プロダクトからサービスデザインへシフト。iPhoneが変えたデザイン業界
デザイナーは、物事や世界を変えたいという思いに対して情熱を傾けていかなければなりません。見て美しいもの、社会の構造を変えなくてはいけないもの、このようなことに関心がないということであれば、デザインの業界へ入ってはならないのです
冒頭、このように切り出したハルストラップ氏。まずは、1991年にDesignitを創業後、およそ30年の間に起きたデザイン業界をとりまく環境の変化について、自らのキャリアを振り返りつつ語った。
ハルストラップ氏は、産業プロダクトのデザイナーとして、電話やインシュリンペン、オーディオや電気製品をデザインしていた。当時から、デザインに体験を追加することを考えていた同氏は、JBLのスピーカーをデザインするときに照明を追加した。「音がどんな風に見えるのかを表現したいと考えていました。使って美しいもの、感情を動かすものをデザインすることが、デザインなのです」と語る。
しかし、2007年頃を境にデザイン界は大きくシフトする。iPhoneの登場だ。
さまざまな業界に刺激を与えたiPhoneは、当然デザイン界にも変革を起こす。プロダクトデザインではなく、すべてスクリーン上で起こるサービスのデザインが求められる時代へ突入していった。
サービスをデザインすることで起きた変化。そのひとつに、これまで接点のなかった金融や保険などの領域が、フィンテック・インシュアテックとしてデザインの対象になったことが挙げられる。

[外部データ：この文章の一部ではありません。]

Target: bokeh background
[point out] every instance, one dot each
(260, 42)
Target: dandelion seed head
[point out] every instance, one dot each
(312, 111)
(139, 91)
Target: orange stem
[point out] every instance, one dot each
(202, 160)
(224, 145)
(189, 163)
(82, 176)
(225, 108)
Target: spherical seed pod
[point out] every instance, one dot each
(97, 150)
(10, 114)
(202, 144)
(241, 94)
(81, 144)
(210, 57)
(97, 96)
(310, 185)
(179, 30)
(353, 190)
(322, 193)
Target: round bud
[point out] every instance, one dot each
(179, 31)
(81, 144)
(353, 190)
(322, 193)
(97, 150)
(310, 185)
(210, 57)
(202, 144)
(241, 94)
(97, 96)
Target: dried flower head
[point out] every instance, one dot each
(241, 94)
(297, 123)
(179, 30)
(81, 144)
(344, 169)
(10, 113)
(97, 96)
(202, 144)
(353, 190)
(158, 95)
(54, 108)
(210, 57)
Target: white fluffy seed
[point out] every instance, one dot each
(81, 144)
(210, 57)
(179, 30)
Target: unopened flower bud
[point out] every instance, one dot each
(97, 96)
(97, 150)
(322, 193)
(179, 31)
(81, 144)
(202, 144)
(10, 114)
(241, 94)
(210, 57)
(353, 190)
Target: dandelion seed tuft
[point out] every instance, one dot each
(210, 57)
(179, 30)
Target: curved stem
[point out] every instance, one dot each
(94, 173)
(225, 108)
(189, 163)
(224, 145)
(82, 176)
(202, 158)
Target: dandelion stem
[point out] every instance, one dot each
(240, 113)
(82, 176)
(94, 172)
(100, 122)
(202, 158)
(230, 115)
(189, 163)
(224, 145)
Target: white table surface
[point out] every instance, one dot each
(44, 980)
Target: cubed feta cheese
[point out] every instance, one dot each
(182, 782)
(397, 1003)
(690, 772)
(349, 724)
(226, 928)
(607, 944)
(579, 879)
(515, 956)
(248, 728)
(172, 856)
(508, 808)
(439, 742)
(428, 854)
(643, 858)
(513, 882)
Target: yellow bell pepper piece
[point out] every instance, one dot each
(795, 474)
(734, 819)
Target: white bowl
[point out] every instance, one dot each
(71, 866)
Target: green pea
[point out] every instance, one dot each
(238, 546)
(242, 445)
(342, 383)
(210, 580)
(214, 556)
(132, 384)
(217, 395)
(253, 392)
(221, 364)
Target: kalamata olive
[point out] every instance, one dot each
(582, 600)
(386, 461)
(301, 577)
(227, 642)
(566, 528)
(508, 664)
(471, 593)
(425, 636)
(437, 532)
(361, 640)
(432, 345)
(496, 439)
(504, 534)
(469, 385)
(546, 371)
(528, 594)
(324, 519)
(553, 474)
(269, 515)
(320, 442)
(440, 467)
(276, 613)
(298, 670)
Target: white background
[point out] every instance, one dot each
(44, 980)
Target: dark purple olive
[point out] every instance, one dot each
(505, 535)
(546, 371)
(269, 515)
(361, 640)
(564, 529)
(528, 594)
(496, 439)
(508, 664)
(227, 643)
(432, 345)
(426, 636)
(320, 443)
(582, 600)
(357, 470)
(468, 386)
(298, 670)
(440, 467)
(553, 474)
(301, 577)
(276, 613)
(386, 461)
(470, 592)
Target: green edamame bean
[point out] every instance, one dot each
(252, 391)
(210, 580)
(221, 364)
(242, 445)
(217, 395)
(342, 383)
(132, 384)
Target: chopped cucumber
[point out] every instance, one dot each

その事例として紹介されたのが、デンマーク最大の銀行・ダンスケ銀行だ。早くからモバイル銀行をスタートした同行は、車輪のような円形型の新しいナビゲーションシステムのデザインを導入した。このデザインは流行し、各社多様な機能を追加したが、結局のところアプリはシンプルなデザインが望ましいという結果に落ち着いている。